JudikaturVwGH

Ra 2016/02/0230 2 – Verwaltungsgerichtshof (VwGH) Rechtssatz

Rechtssatz
10. Januar 2017

Art. 4 Abs. 1 7. ZP MRK verbietet die Wiederholung eines Strafverfahrens, welches mit einer endgültigen Entscheidung beendet worden ist (Sperrwirkung). Eine Entscheidung - Freispruch oder Verurteilung - ist dann als endgültig ("final") anzusehen, wenn sie die Wirkung einer res iudicata erlangt hat. Das ist der Fall, wenn sie unwiderruflich ist, dh wenn keine ordentlichen Rechtsmittel mehr vorhanden sind, alle Rechtsmittel ergriffen wurden oder Rechtsmittelfristen ergebnislos verstrichen sind (vgl. E 15. April 2016, Ra 2015/02/0226). Allerdings kommt nicht jeder endgültigen Entscheidung die Fähigkeit zu, ein Wiederholungsverbot iSd Art. 4 7. ZP MRK zu bewirken. Im Fall einer Einstellung nach§ 190 StPO 1975 ist dabei zunächst zu prüfen, ob sie (formell und materiell) rechtskräftig im Sinne von unwiderruflich geworden ist, somit keine formlose Fortführungsmöglichkeit mehr besteht und daher ein Anklageverbrauch stattgefunden hat.
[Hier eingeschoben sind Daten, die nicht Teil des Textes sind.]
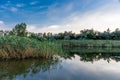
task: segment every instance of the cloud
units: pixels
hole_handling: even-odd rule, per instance
[[[3,21],[0,21],[0,27],[4,25],[4,22]]]
[[[112,6],[111,6],[112,5]],[[54,23],[46,27],[38,28],[32,26],[29,30],[34,32],[53,32],[73,31],[79,33],[83,29],[94,29],[98,31],[111,31],[120,27],[120,4],[117,0],[87,12],[73,12],[59,23]],[[51,8],[53,9],[53,8]],[[68,8],[69,9],[69,8]],[[52,14],[53,15],[53,14]]]
[[[16,4],[16,7],[23,7],[24,6],[24,4]]]
[[[17,11],[18,11],[18,9],[17,9],[17,8],[15,8],[15,7],[11,7],[11,8],[10,8],[10,11],[12,11],[12,12],[17,12]]]
[[[35,5],[37,3],[38,3],[38,1],[33,1],[33,2],[30,2],[30,5]]]

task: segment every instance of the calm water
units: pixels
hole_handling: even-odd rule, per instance
[[[79,52],[56,60],[1,61],[0,80],[120,80],[120,54]]]

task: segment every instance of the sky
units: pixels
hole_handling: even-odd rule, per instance
[[[25,22],[30,32],[120,28],[120,0],[0,0],[0,30]]]

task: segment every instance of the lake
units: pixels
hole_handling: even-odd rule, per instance
[[[87,50],[87,49],[86,49]],[[94,50],[95,51],[95,50]],[[119,80],[120,54],[67,52],[54,60],[0,62],[0,80]]]

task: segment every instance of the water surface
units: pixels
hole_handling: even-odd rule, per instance
[[[119,80],[119,53],[69,53],[56,60],[1,61],[0,80]]]

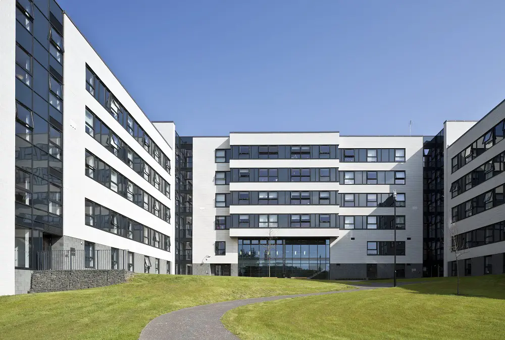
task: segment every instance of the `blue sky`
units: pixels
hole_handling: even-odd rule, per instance
[[[58,3],[181,135],[431,135],[505,97],[505,2]]]

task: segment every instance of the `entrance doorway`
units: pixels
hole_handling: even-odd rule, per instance
[[[230,276],[230,265],[215,264],[214,275],[216,276]]]
[[[377,278],[377,263],[367,264],[367,279]]]

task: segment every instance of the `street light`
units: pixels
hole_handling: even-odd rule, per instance
[[[393,271],[393,287],[396,287],[396,190],[393,190],[393,228],[394,229],[394,268]]]

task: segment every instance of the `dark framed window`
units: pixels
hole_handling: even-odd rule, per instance
[[[221,255],[226,254],[226,242],[224,241],[217,241],[216,242],[215,255]]]
[[[405,171],[394,172],[394,184],[405,184]]]
[[[84,241],[84,267],[94,268],[94,243],[87,241]]]
[[[260,228],[277,227],[277,215],[276,214],[260,215],[259,218]]]
[[[395,149],[394,150],[394,161],[405,162],[405,149]]]
[[[249,228],[249,215],[244,214],[238,216],[238,227]]]
[[[151,268],[151,259],[149,256],[144,256],[144,273],[148,274]]]
[[[377,161],[377,150],[376,149],[367,150],[367,162]]]
[[[465,276],[472,275],[472,259],[467,258],[465,260]]]
[[[484,275],[493,274],[492,256],[491,255],[484,257]]]
[[[344,173],[344,184],[354,184],[354,171],[345,171]]]
[[[216,150],[216,163],[228,163],[227,157],[227,149],[218,149]]]
[[[133,253],[131,251],[129,251],[128,252],[128,270],[130,271],[133,271],[134,269]]]
[[[344,149],[344,162],[354,162],[354,149]]]
[[[344,194],[344,207],[354,207],[354,194]]]
[[[228,229],[229,227],[226,223],[226,216],[216,216],[216,229]]]
[[[319,214],[319,228],[330,227],[330,215],[328,214]]]
[[[261,205],[277,204],[277,191],[260,191],[258,197],[258,203]]]
[[[330,169],[328,168],[322,168],[319,169],[319,181],[330,181]]]
[[[329,159],[330,158],[330,146],[321,145],[319,147],[319,158]]]
[[[319,191],[319,204],[330,204],[329,191]]]
[[[277,182],[279,179],[277,169],[260,169],[258,172],[260,182]]]

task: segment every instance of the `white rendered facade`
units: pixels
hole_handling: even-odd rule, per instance
[[[451,225],[459,235],[461,254],[457,269],[461,276],[505,271],[504,120],[502,102],[478,122],[467,122],[462,129],[464,123],[461,122],[445,124],[446,128],[450,124],[460,127],[456,138],[446,142],[444,215],[446,231]],[[455,276],[457,270],[455,253],[448,250],[450,235],[446,231],[445,276]]]
[[[393,240],[392,230],[365,229],[345,229],[338,225],[343,217],[390,216],[394,208],[389,207],[343,207],[341,205],[345,193],[391,193],[393,190],[405,194],[405,207],[396,208],[397,216],[405,216],[405,229],[398,230],[397,241],[404,241],[405,254],[397,256],[397,263],[405,266],[407,277],[416,277],[422,266],[422,143],[421,137],[343,137],[338,132],[319,133],[233,133],[228,137],[193,139],[193,269],[195,274],[216,274],[216,264],[230,265],[232,275],[243,275],[239,266],[240,254],[238,242],[245,239],[268,238],[272,233],[276,240],[324,239],[330,242],[329,264],[331,278],[361,278],[367,276],[367,264],[376,265],[377,277],[392,276],[393,256],[367,255],[367,242],[390,242]],[[404,158],[401,162],[342,162],[340,157],[332,155],[331,159],[236,159],[231,154],[229,162],[218,163],[216,150],[228,149],[238,146],[338,146],[339,149],[405,149],[400,151]],[[252,149],[251,149],[252,150]],[[321,149],[322,150],[322,149]],[[405,152],[405,153],[402,153]],[[334,157],[333,157],[334,156]],[[311,156],[314,157],[314,156]],[[315,156],[318,157],[318,156]],[[253,157],[254,158],[254,157]],[[281,158],[281,159],[279,159]],[[357,155],[356,159],[358,160]],[[371,161],[373,159],[371,159]],[[332,181],[294,182],[279,178],[275,181],[239,181],[234,179],[233,170],[261,168],[338,168],[337,180]],[[216,172],[231,170],[229,185],[215,185]],[[344,184],[345,171],[405,171],[404,184]],[[253,173],[252,171],[250,173]],[[279,194],[285,191],[335,191],[337,200],[332,204],[279,204],[261,205],[236,204],[231,198],[229,207],[216,207],[216,194],[255,191],[275,191]],[[289,194],[291,194],[290,193]],[[251,196],[252,197],[252,196]],[[356,196],[357,201],[359,195]],[[251,198],[252,199],[252,198]],[[290,203],[293,201],[290,201]],[[373,203],[370,203],[373,204]],[[227,205],[228,205],[227,204]],[[358,204],[356,206],[363,205]],[[336,225],[328,228],[282,227],[279,220],[278,227],[237,228],[216,229],[216,216],[234,215],[249,216],[293,214],[312,214],[316,217],[327,214],[336,215]],[[260,217],[261,218],[261,217]],[[311,221],[311,224],[314,221]],[[259,225],[262,225],[260,222]],[[290,224],[290,226],[291,225]],[[347,226],[348,227],[348,226]],[[357,228],[359,228],[356,226]],[[371,228],[372,226],[371,226]],[[351,238],[352,239],[351,239]],[[225,255],[217,255],[216,243],[225,242]],[[303,263],[302,263],[303,265]],[[388,270],[391,273],[388,273]],[[369,273],[370,274],[370,273]]]

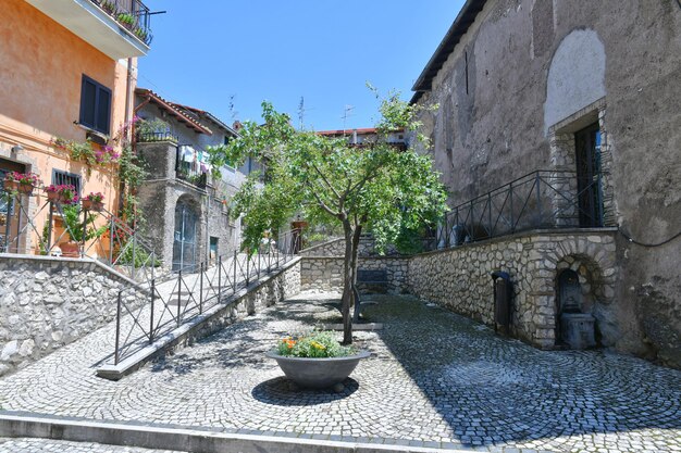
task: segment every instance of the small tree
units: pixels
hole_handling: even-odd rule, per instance
[[[381,101],[382,119],[374,140],[361,147],[345,138],[296,130],[286,114],[263,102],[264,124],[246,122],[228,146],[209,150],[213,164],[255,158],[267,166],[263,185],[250,177],[235,196],[236,214],[245,214],[244,246],[255,250],[263,234],[276,231],[296,213],[311,223],[340,224],[345,238],[342,313],[344,343],[352,341],[358,246],[371,231],[379,251],[400,236],[434,225],[445,211],[445,190],[430,155],[399,150],[387,142],[397,129],[416,130],[417,108],[391,93]],[[417,139],[423,140],[417,136]]]

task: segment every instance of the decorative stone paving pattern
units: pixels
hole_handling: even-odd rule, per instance
[[[51,439],[0,439],[0,453],[178,453]],[[179,452],[181,453],[181,452]]]
[[[102,329],[0,380],[8,411],[358,442],[513,452],[681,451],[681,372],[602,351],[545,352],[413,298],[381,295],[372,352],[342,393],[295,392],[263,353],[338,320],[300,295],[149,364],[95,377]]]

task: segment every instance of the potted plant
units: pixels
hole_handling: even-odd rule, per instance
[[[50,201],[52,203],[59,201],[59,187],[60,186],[54,186],[53,184],[50,184],[45,189],[42,189],[45,190],[45,193],[47,193],[47,201]]]
[[[32,194],[34,187],[42,184],[35,173],[11,172],[4,176],[4,190],[8,192],[17,191],[20,193]]]
[[[104,196],[101,192],[90,192],[81,200],[81,204],[85,211],[101,212],[104,209]]]
[[[78,192],[75,186],[71,184],[57,186],[57,201],[61,204],[76,204],[78,202]]]
[[[107,232],[107,225],[99,228],[92,227],[94,214],[86,213],[85,221],[81,215],[81,207],[76,204],[65,205],[62,210],[62,222],[66,228],[69,235],[69,241],[61,242],[59,248],[62,251],[62,256],[79,257],[81,250],[79,244],[96,238],[101,237]]]
[[[125,28],[132,29],[133,24],[135,23],[135,16],[131,13],[120,13],[116,16],[116,21],[119,21]]]
[[[338,343],[334,332],[313,330],[278,341],[275,351],[267,356],[274,358],[286,377],[302,388],[344,389],[343,381],[350,376],[367,351]]]

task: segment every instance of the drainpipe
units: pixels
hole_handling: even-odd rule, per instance
[[[132,97],[132,91],[133,90],[133,59],[128,58],[127,59],[127,78],[125,80],[125,116],[123,117],[123,124],[129,124],[131,122],[131,97]],[[128,137],[123,137],[123,140],[129,140],[129,142],[132,143],[133,138],[132,138],[132,127],[131,130],[127,131],[127,134],[131,134],[131,136]],[[123,214],[123,205],[124,205],[124,193],[125,193],[125,183],[123,180],[121,180],[119,183],[119,216],[121,216]]]

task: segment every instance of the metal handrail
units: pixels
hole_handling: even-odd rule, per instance
[[[604,225],[603,176],[580,179],[573,171],[535,171],[454,206],[425,250],[461,246],[537,228]]]
[[[79,238],[77,256],[90,257],[111,267],[143,286],[161,277],[157,272],[160,263],[156,259],[154,249],[140,232],[129,227],[125,221],[111,212],[86,210],[78,206],[78,227],[63,222],[63,230],[55,234],[54,224],[58,218],[65,217],[67,204],[47,200],[32,211],[30,200],[34,194],[5,192],[9,202],[8,218],[1,251],[4,253],[34,252],[44,255],[62,255],[59,250],[62,240]],[[42,230],[40,230],[42,228]],[[87,231],[99,235],[88,239]],[[34,244],[29,247],[28,243]]]

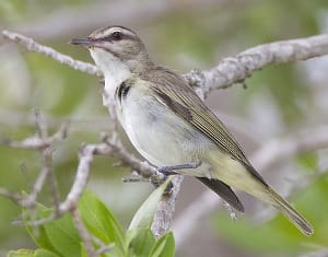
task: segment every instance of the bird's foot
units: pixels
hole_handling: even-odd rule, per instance
[[[201,161],[195,163],[184,163],[172,166],[161,166],[157,167],[157,172],[164,174],[165,176],[176,175],[178,174],[176,171],[186,170],[186,168],[197,168],[201,165]]]

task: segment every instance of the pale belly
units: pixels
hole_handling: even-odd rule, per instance
[[[169,166],[203,161],[204,151],[215,148],[211,141],[151,96],[129,92],[118,110],[120,122],[133,147],[150,163]],[[181,174],[208,176],[209,165],[181,171]]]

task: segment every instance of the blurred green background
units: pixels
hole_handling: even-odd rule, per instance
[[[221,58],[256,45],[327,32],[328,2],[0,0],[2,30],[20,32],[84,61],[92,61],[89,52],[67,42],[113,24],[138,31],[155,62],[184,73],[212,68]],[[232,129],[251,159],[270,140],[327,125],[327,67],[328,59],[324,57],[270,66],[246,80],[247,90],[235,85],[212,92],[207,104]],[[0,139],[20,140],[35,133],[35,108],[44,114],[50,131],[70,120],[69,137],[55,145],[54,154],[63,199],[75,175],[79,148],[98,142],[99,132],[110,128],[97,78],[0,39]],[[280,215],[259,224],[258,217],[268,208],[239,194],[246,214],[233,222],[225,209],[218,207],[196,225],[190,224],[198,227],[197,233],[178,245],[177,256],[295,256],[326,248],[327,153],[318,150],[260,171],[282,194],[289,194],[291,188],[296,191],[293,200],[314,224],[314,236],[300,235]],[[121,183],[130,171],[113,167],[114,163],[115,160],[97,157],[89,187],[108,203],[122,224],[128,224],[152,188],[148,184]],[[1,187],[28,191],[40,167],[37,152],[0,147]],[[306,179],[312,183],[294,189],[295,184]],[[176,215],[184,213],[202,190],[194,179],[185,179]],[[40,200],[51,203],[48,188]],[[0,255],[8,249],[33,247],[24,227],[11,224],[20,213],[20,207],[0,198]]]

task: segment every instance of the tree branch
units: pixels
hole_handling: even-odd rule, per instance
[[[37,44],[32,38],[9,31],[2,31],[2,35],[12,42],[23,45],[30,51],[36,51],[48,56],[59,61],[60,63],[72,67],[75,70],[80,70],[82,72],[86,72],[94,75],[102,75],[102,73],[95,66],[73,60],[71,57],[62,55],[50,47]],[[250,77],[254,71],[262,69],[263,67],[270,63],[282,63],[289,61],[304,60],[317,56],[323,56],[326,54],[328,54],[327,34],[293,40],[276,42],[250,48],[236,55],[233,58],[224,58],[220,61],[220,63],[218,63],[216,67],[206,71],[189,72],[185,75],[185,78],[189,82],[189,84],[196,86],[197,93],[201,97],[204,97],[211,90],[225,89],[236,82],[242,82],[248,77]],[[320,136],[323,135],[320,133]],[[16,143],[13,141],[2,141],[2,143],[7,143],[10,147],[16,148],[43,149],[49,147],[54,142],[51,140],[50,142],[45,142],[46,139],[37,141],[35,140],[35,138],[33,138],[33,140],[27,140],[27,142],[22,141],[20,143]],[[327,138],[318,138],[318,141],[320,140],[323,140],[325,142],[324,145],[326,145]],[[149,165],[148,163],[141,162],[134,156],[130,155],[122,148],[119,141],[108,140],[108,138],[104,141],[105,143],[89,144],[82,148],[80,152],[80,163],[77,171],[74,184],[71,188],[71,191],[68,194],[66,200],[59,203],[58,212],[56,213],[56,215],[75,209],[77,202],[81,197],[81,194],[86,185],[90,174],[90,165],[93,161],[94,155],[110,154],[117,156],[124,163],[130,165],[133,170],[138,171],[141,175],[148,178],[159,176],[153,166]],[[295,142],[295,139],[293,139],[292,142]],[[297,154],[297,151],[300,150],[297,145],[295,148],[289,148],[285,155]],[[315,145],[312,148],[304,149],[314,150]],[[282,148],[280,148],[280,150],[282,150]],[[278,155],[279,154],[276,155],[277,160],[279,160]],[[156,235],[161,235],[162,233],[168,230],[169,223],[172,221],[172,214],[174,212],[176,194],[179,190],[180,180],[180,177],[176,177],[176,191],[174,191],[171,195],[171,198],[163,199],[163,201],[160,203],[159,212],[156,213],[156,218],[153,223],[153,230]],[[36,223],[44,221],[38,221]]]
[[[30,37],[9,31],[2,31],[2,35],[23,45],[27,50],[48,56],[75,70],[98,77],[102,74],[95,66],[73,60],[71,57],[62,55],[50,47],[37,44]],[[200,96],[206,96],[211,90],[225,89],[244,81],[254,71],[268,65],[305,60],[327,54],[328,34],[274,42],[249,48],[235,57],[223,58],[216,67],[204,71],[194,70],[185,74],[185,78],[189,84],[197,87],[196,91]]]

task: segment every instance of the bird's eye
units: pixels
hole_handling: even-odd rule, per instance
[[[120,40],[122,38],[122,34],[120,32],[113,32],[112,38],[114,40]]]

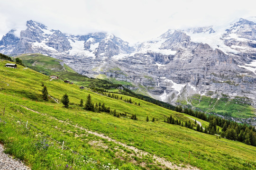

In einem zweiten Schritt mit Blick auf den Umfang einer Sperrwirkung ist zu prüfen, auf welcher inhaltlichen Basis und aufgrund welcher Prüfungstiefe diese Entscheidung ergangen ist. Eine Bindungswirkung wird nur hinsichtlich jener Fakten anzunehmen sein, welche auch den Ausgangspunkt des vorangegangenen Strafverfahrens gebildet haben (vgl. E 29. Mai 2015, Zl. 2012/02/0238). Der bloße Hinweis auf eine nicht näher begründete Einstellung vermag nicht ohne weiteres eine dem Art. 4 7. ZP MRK entgegenstehende Sperrwirkung zu entfalten (vgl. E 13. September 2016, Ra 2016/03/0083).